Shiftless

“Are you sure you don’t want to come home with us?” Quetzalli asked, once I released her from the farewell embrace. It was a bad idea, but for a second, I allowed myself to imagine climbing out the attic window that night and slipping through the dark to meet up with Quetzalli on the road. Unfortunately, my mind continued on to the inevitable conclusion of that scenario—the Chief showing up on Wolfie’s doorstep the next morning to take me back by force, the younger alpha challenging my father, and the cousins slaughtering every one of my friends. I might want to go home with Quetzalli, but I wouldn’t do it.

 

“No, I have to stay here and figure out what’s wrong with Haven,” I told her. “Tell Wolfie … .” My voice trailed off as I realized I couldn’t think of anything to say to the young alpha. Tell him I loved him? Bad idea—that would just make the bloodling bring the fight to Haven. Tell him I was sorry? Same result, most likely, since it might make Wolfie forgive me for my harsh words. “Just tell him goodbye for me,” I said finally, and I was glad Quetzalli didn’t linger over her own farewell since I knew I wouldn’t be able to speak again through the sobs trying to force themselves up out of my chest.

 

***

 

 

When I woke, my throat was still sore from the crying jag I’d succumbed to as soon as Quetzalli walked out the door. It was dark outside, but the waning moon was pushing through the curtainless window, filling my attic domicile with a soft glow and proving that I’d slept through the evening and half the night.

 

I stretched, suddenly wide awake despite the late hour, then glanced across the room at Quetzalli’s empty bed. But the bed was no longer empty. Instead, a large wolf was sprawled across the mattress, and my heart leaped, imagining that Quetzalli had dropped off Iris and then crept back into the attic to rejoin me. Perhaps I wasn’t so alone after all.

 

But as I tilted my head to the side to get a better look, the wolf tilted her head as well, and I realized the canine was simply my own reflection in the darkened window. My reflection, I tried out the words, and suddenly felt like I was flying. Shiftless no longer, my wolf had come to comfort me with fur.

 

If I’d been in my human form, I would have laughed at the notion that a fit of self pity was all that was required to break through my inability to change forms. But with the wolf brain and my human side merged into one mind and body, we were instead enveloped by a calm that I hadn’t felt in years.
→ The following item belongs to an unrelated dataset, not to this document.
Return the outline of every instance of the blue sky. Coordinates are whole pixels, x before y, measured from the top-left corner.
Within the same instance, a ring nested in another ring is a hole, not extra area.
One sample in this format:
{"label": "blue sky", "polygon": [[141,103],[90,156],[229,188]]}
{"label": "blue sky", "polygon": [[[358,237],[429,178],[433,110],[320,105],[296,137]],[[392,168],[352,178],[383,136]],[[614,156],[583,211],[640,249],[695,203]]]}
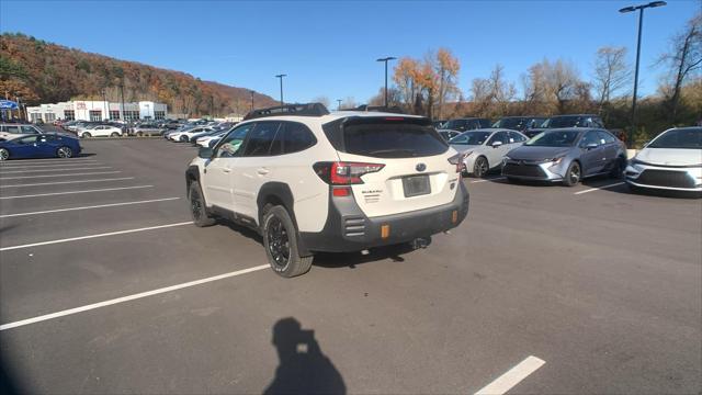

We were able to think clearly for the first time in weeks, without any confusing human emotions to weigh us down.

 

To celebrate, my wolf and I decided to run together, releasing the last of the angstful emotions that had been churning through our belly. But as we rose into a crouch, we felt paper rather than sheets crinkling beneath our paws, and my human brain jolted back to the forefront.

 

Looking down, my nose knew what had happened before my eyes could focus on the torn envelope. My dead sister’s scent wafted up from the disinterred sheet of paper, and the wolf and I breathed deeply, knowing that this decade-old aroma would dissipate before long. Despite ourselves, we whined, missing Brooke’s soft lap and gentle hands. She’d sat right here beside us so many times, brushing the tangles out of our wayward hair and braiding it back into a simple plait, or comforting us when we’d clashed with our father over some rule we considered stupid and he considered gospel. Her scent on the paper seemed to bring long-forgotten pieces of my sister back to life in my mind.

 

“I’m sorry he’s so hard on you,” Brooke had told my human form once, not long before she left home. It had always seemed unfair that my sister could float through her days beneath my father’s radar while I was the harridan who seemed in constant need of reprimands, but I didn’t resent my older sister so much as I hated my father for the unwanted attention. “You know it’s only because the two of you are so much alike, right?” Brooke continued gently, rubbing my back in slow, soothing circles.

 

“I’m nothing like him!” I retorted, stiffening in horror at the notion that the Chief and I shared anything other than 50% of our DNA. Even before our mother died, I hadn’t wanted to grow up to be like my father, who never had a kind word for any of his children and who believed in an eye for an eye justice.

 

“You’re just like him,” Brooke disagreed quietly, which got my dander up further. But my sister was always the fence-mender in our family, so I knew she wasn’t being nasty for the sake of getting my goat. “You’re strong and smart and caring … .”

 

“Caring?!” the younger me interjected. “Father doesn’t care about us at all. Don’t you think that if he did, he’d let you apply to colleges like you want?”

 

Brooke smiled sadly at me, pulling my stiff shoulders into her body until I softened against her curves. “He does care about us, Terra,” she replied. “But he cares about the good of the pack even more.”